Modern deep-sea benthic foraminifera: a brief review of their morphology-based biodiversity and trophic diversity

Abstract

AbstractMost fossil deep-sea foraminifera are multichambered and have relatively robust, calcareous or agglutinated shells. Modern assemblages, on the other hand, include many fragile monothalamous (single-chambered) forms and komokiaceans (a superfamily of protist currently placed within the foraminifera) with soft test walls. These groups are poorly known and most of the hundreds of morphospecies recognized in deep-sea samples are undescribed. The relative abundance of robust and fragile taxa varies with water depth and food supply. Calcareous and other hard-shelled species tend to predominate in relatively eutrophic areas, particularly on continental margins, but decrease as a proportion of the ‘entire’ live fauna (i.e. including soft-shelled species) with increasing water depth, even above the CCD (carbonate compensation depth). Most of the species on which the foraminiferal proxies used in palaeoceanography are based live in these bathyal regions. At abyssal depths, and particularly below the CCD, faunas are largely agglutinated and dominated by monothalamous forms. These assemblages have a much lower fossilization potential than those found on continental margins. In addition to carbonate dissolution, these patterns probably reflect adaptations to increasingly oligotrophic conditions on the ocean floor with increasing depth and distance from land.
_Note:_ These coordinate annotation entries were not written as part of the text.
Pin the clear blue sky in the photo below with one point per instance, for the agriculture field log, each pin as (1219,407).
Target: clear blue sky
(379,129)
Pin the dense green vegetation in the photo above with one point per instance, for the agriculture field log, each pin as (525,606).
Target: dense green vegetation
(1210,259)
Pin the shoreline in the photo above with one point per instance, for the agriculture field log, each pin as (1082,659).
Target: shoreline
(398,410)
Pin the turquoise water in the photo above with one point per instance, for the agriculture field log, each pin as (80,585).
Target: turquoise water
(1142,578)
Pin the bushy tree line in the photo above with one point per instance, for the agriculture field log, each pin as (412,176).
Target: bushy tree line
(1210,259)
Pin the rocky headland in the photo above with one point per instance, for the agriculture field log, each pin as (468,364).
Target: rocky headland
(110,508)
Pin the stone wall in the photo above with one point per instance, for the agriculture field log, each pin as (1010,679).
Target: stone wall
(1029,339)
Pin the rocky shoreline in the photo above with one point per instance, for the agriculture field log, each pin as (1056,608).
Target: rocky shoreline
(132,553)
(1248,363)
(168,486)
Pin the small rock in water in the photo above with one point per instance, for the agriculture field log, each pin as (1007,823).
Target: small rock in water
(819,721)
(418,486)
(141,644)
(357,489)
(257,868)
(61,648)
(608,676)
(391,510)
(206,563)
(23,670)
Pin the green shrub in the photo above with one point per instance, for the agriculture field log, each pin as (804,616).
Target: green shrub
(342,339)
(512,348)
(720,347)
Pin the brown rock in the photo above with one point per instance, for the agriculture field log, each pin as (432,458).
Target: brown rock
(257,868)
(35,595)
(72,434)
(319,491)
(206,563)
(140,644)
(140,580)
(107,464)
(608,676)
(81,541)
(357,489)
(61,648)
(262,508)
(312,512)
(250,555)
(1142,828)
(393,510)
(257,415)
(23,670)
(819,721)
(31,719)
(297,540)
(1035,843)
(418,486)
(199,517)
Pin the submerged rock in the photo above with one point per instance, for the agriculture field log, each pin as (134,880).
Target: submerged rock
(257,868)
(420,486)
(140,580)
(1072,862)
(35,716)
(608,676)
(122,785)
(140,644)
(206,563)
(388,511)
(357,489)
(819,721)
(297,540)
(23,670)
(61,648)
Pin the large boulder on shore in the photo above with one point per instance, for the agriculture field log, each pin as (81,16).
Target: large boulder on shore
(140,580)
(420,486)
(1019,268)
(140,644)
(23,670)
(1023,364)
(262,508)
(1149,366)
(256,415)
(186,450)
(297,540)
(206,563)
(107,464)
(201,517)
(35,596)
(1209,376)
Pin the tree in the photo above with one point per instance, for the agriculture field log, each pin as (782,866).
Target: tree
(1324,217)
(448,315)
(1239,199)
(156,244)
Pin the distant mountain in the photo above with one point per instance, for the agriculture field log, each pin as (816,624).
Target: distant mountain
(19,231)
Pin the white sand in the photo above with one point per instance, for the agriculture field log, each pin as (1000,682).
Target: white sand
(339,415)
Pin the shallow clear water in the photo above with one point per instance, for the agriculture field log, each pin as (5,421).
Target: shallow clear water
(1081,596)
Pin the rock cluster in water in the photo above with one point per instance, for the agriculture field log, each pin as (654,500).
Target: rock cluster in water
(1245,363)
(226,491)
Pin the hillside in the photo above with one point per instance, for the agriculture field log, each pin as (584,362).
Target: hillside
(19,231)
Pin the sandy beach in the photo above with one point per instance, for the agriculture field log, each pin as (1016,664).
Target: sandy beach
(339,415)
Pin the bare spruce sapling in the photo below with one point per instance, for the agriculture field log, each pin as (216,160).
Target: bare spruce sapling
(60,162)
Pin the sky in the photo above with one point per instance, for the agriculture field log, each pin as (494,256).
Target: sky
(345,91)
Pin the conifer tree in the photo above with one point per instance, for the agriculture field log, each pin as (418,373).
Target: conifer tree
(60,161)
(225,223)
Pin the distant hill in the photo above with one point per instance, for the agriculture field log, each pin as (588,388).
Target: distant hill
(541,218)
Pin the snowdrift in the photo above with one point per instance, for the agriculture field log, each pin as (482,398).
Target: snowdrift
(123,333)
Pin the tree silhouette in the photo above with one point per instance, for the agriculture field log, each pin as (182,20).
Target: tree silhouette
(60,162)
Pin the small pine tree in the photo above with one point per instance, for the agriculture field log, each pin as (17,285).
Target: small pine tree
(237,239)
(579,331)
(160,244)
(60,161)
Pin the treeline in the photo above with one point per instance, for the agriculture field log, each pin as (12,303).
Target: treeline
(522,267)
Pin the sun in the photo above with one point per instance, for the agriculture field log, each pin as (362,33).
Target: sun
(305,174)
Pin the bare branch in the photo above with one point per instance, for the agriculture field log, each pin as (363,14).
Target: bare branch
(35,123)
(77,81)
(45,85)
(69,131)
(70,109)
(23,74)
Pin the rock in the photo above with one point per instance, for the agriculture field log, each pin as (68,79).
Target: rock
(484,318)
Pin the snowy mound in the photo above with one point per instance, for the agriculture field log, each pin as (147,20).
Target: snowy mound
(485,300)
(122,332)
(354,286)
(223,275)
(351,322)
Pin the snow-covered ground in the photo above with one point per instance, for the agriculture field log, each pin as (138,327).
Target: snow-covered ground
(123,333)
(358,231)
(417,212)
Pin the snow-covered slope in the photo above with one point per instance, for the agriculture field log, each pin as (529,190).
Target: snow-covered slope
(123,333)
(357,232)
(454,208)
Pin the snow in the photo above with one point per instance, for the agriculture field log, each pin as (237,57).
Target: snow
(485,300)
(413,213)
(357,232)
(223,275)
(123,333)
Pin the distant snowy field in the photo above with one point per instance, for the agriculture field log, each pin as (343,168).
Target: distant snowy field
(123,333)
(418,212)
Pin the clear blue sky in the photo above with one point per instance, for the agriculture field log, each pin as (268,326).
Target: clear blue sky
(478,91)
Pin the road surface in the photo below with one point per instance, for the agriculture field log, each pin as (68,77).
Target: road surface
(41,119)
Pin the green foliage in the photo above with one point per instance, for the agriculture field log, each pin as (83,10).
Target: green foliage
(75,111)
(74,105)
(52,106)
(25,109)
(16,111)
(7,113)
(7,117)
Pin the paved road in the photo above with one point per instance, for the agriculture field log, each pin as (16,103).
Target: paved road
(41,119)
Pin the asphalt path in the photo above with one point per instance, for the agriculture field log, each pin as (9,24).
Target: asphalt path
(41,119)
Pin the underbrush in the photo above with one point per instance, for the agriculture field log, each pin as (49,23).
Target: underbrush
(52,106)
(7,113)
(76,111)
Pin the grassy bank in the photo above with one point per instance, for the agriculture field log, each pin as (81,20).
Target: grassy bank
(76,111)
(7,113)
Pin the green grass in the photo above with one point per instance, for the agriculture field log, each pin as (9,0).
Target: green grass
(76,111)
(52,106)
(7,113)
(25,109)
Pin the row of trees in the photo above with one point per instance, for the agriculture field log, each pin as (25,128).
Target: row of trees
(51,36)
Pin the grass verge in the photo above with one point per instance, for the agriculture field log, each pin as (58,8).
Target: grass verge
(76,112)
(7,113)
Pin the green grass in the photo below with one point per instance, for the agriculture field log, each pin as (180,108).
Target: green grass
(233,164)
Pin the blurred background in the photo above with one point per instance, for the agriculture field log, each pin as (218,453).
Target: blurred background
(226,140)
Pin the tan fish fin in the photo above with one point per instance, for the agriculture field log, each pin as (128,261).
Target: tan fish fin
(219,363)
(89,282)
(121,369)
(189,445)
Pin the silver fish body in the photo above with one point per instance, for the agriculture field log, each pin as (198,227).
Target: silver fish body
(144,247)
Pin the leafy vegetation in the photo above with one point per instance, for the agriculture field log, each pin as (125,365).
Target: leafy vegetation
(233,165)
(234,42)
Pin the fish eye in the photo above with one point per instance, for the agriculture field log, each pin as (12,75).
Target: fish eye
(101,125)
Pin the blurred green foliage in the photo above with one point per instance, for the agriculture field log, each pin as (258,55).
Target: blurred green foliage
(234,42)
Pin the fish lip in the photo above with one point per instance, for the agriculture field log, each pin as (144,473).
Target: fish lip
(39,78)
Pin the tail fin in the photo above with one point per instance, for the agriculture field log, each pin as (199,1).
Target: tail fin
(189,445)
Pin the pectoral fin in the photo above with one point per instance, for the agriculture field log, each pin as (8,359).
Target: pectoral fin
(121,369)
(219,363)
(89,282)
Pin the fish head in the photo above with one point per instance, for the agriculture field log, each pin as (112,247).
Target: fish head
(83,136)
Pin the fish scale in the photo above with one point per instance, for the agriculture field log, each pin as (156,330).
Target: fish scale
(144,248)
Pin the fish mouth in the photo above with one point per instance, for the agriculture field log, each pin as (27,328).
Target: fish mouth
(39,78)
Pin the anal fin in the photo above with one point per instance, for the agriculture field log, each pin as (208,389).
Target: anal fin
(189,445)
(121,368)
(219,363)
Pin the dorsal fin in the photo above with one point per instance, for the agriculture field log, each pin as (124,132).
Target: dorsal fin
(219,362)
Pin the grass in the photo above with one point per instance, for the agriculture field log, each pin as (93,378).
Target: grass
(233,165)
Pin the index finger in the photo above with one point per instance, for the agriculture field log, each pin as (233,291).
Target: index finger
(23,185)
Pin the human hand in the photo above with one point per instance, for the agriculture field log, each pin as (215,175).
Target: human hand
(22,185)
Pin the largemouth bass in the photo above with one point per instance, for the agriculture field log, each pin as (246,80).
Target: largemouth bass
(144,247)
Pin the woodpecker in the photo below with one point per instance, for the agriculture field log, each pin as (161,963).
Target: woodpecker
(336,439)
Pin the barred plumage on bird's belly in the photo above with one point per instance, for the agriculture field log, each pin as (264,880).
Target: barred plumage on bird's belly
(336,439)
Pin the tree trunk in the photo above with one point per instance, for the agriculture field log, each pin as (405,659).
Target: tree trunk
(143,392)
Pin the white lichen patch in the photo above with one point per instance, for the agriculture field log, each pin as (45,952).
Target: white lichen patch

Bathyal species include herbivores and opportunistic deposit feeders (omnivores) that consume labile organic material, in addition to deep-infaunal deposit feeders, and must contribute significantly to carbon cycling. Many abyssal monothalamous foraminifera, in constrast, accumulate stercomata (waste pellets composed of fine sediment particles) and probably ingest sediment, associated bacteria and more refractory organic matter. Some monothalamous species without stercomata may be bacteriovores. Although they probably process organic carbon at a slower rate than calcareous species, the shear abundance of monothalamous taxa at abyssal depths suggests that they are important in carbon cycling on a global scale. The loss of a substantial proportion of foraminiferal biomass and biodiversity from the fossil record should be considered when using foraminifera to reconstruct palaeoproductivity, for example, by using the Benthic Foraminiferal Accummulation Rate (BFAR). Different dietary preferences among calcareous species have implications for the stable carbon isotope signal preserved in their shells.